On Black Motherhood and Constantly Mourning Our Sons and Daughters
There is something about life that changes when a person becomes a parent. Specifically, for the person who carries a child and brings them into this world, the resulting event is far greater than just a physiological change. For me, I became a different person after having my first child, my oldest son. As a Black mother of Black children, I started a process of frequent mourning that I simply wasn’t prepared for.
The very publicized deaths of Black children have been constants throughout the building of my family.
My oldest son was three years old when 7-year-old Aiyana Stanley-Jones was murdered in her living room while napping next to her grandmother. When 17-year-old Trayvon Martin was killed, I had just welcomed a baby girl. And, when 12-year-old Tamir Rice was killed in cold blood in November 2014 by Cleveland police officers, I was still nursing my third child, another boy. As these Black mothers were mourning the losses of their babies, I was doing my best to preserve and protect my own amidst the constant reminder that they could be taken from me at any moment.
Then, this week, when a Ohio grand jury decided not to file charges against the police officers who shot Tamir Rice on a playground before their patrol car even came to a complete stop, tackled his sister at the scene, and refused to offer him any life-saving medical attention as he lie dying on the ground, it all came back again. All the same feelings of anger, powerlessness, and frustration that haunted me each time these children were murdered.
It was yet another reminder that Black life isn’t precious to anyone in the United States, that it is fully expendable and de-valued so much that even children don’t receive justice when they are unfairly killed. Knowing that many White people will never see my children as children, instead they’ll be seen as scary, violent, or threatening, means that each of these events just further normalizes these narratives. Whenever the murderers of Black children go unpunished, sometimes even celebrated, it changes me.
I am realizing that a good deal of my parenting is in reaction to a society that hates me, that hates my husband, and that wishes to remove all traces of my posterity. This is a reality for me as a Black mother of Black children. It’s a painful one. It’s like a tumor that I know is malignant but I am convincing myself it’s benign.
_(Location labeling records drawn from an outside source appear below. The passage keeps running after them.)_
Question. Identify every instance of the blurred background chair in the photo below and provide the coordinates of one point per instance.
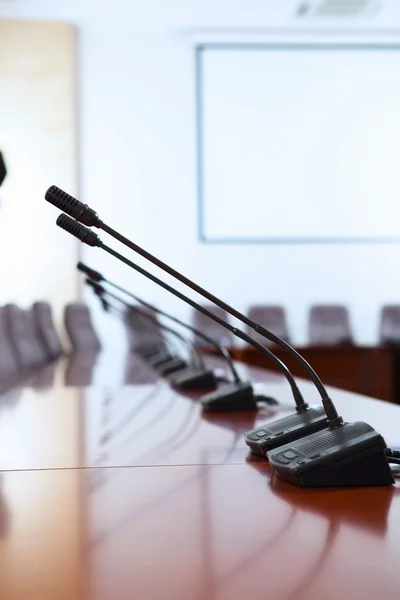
(389, 332)
(21, 327)
(329, 325)
(79, 326)
(46, 330)
(9, 366)
(210, 328)
(271, 317)
(142, 332)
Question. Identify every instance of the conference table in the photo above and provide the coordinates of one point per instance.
(115, 486)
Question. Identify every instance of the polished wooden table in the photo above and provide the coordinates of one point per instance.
(116, 490)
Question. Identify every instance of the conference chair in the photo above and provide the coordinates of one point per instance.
(79, 327)
(271, 317)
(390, 325)
(46, 330)
(23, 335)
(329, 325)
(9, 366)
(210, 328)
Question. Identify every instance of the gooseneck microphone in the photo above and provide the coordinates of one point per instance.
(231, 397)
(87, 216)
(98, 277)
(344, 454)
(197, 376)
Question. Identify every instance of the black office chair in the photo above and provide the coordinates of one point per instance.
(390, 325)
(210, 328)
(329, 325)
(9, 366)
(46, 330)
(21, 327)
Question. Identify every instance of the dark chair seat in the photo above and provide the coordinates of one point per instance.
(46, 330)
(390, 325)
(23, 335)
(330, 325)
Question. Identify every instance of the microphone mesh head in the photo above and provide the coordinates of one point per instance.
(84, 234)
(64, 201)
(71, 206)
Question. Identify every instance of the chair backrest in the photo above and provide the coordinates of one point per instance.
(390, 325)
(210, 328)
(330, 325)
(79, 326)
(23, 335)
(271, 317)
(9, 366)
(46, 329)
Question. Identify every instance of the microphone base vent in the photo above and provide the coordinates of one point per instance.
(352, 455)
(194, 378)
(176, 364)
(285, 430)
(161, 359)
(232, 397)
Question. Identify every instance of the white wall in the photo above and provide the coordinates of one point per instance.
(138, 162)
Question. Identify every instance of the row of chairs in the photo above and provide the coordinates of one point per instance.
(29, 339)
(327, 325)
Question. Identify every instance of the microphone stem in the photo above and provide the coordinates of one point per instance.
(333, 417)
(300, 404)
(196, 356)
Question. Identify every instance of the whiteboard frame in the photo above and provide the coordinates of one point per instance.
(340, 42)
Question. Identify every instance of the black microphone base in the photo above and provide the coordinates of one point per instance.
(176, 364)
(231, 397)
(285, 430)
(351, 455)
(161, 359)
(194, 378)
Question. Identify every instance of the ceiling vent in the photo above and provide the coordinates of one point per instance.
(339, 8)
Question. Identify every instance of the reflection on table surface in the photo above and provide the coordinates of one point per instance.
(199, 531)
(198, 519)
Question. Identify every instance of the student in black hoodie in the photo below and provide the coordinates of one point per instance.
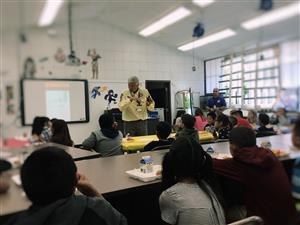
(163, 130)
(49, 178)
(107, 140)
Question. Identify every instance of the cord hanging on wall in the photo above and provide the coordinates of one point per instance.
(72, 59)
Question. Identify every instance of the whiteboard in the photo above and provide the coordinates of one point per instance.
(54, 98)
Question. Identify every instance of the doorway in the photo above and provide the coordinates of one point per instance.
(161, 94)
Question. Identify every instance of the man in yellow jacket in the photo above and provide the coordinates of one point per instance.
(135, 104)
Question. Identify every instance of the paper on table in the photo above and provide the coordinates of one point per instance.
(146, 177)
(144, 140)
(17, 179)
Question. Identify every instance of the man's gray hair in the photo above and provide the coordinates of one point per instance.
(133, 79)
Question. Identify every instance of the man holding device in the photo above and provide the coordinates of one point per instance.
(135, 104)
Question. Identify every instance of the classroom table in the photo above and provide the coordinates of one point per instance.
(76, 153)
(15, 200)
(278, 142)
(138, 143)
(109, 177)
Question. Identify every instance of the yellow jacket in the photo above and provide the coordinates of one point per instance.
(131, 110)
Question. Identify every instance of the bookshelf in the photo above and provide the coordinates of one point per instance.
(250, 78)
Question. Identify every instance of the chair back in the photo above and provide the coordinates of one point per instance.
(252, 220)
(162, 147)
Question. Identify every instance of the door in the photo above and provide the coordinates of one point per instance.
(161, 94)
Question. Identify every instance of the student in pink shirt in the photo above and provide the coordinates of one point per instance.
(200, 120)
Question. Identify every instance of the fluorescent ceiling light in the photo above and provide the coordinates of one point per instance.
(49, 12)
(203, 3)
(168, 20)
(208, 39)
(274, 16)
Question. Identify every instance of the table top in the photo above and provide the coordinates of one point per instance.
(138, 143)
(15, 200)
(109, 177)
(76, 153)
Each time these events happen, I can’t help but imagine my own child in the same situation. I try my hardest not to do it but the disregard for the lives of Black children makes me keenly aware that my family is not immune. I go through a process of considerations. I ask questions like, “how do I prevent this from happening to my sons or daughter?” Or, “What do I teach them about this particular event so that they will not feel hopeless or targeted?”
My family, too, could be on the receiving end of what prosecutor Tim McGinty called a “perfect storm of human error.” This human error is frequently deemed justifiable. And, I’m neither arrogant nor ignorant enough to believe that any good behavior on mine or my kid’s parts will protect them from the reckless, murderous hatred towards Blacks in this country.
I guess I have decided that mourning my very alive children is a part of Black motherhood. In a way, like potty-training, teething, and the first day of school each year, mourning is a process I must endure regularly living in the United States. Not only that, it shapes and contours the lessons I hand down, the behaviors I expect, and the choices I make when discussing these issues with my children.
We are collectively mourning our sons and daughters. And every breath they take feels like we stole it from the forces seeking to kill them. Each birthday feels like we have beat the system just one more time.
This is not to say that my daily experiences are equivalent to the mothers who have lost their children. Rather, this is all to say that the ubiquitous violence against Black children is a burden carried by all Black mothers. Some endure this to greater degrees than others but we each suffer from the anxiety that these murders and the subsequent injustices induce.
I’m not sure what it looks like to truly be free of these burdens. I have no way of understanding what it means to parent children without these feelings and pressures. For me, this is motherhood, a beautiful sequence of stolen moments, hopes, and fears.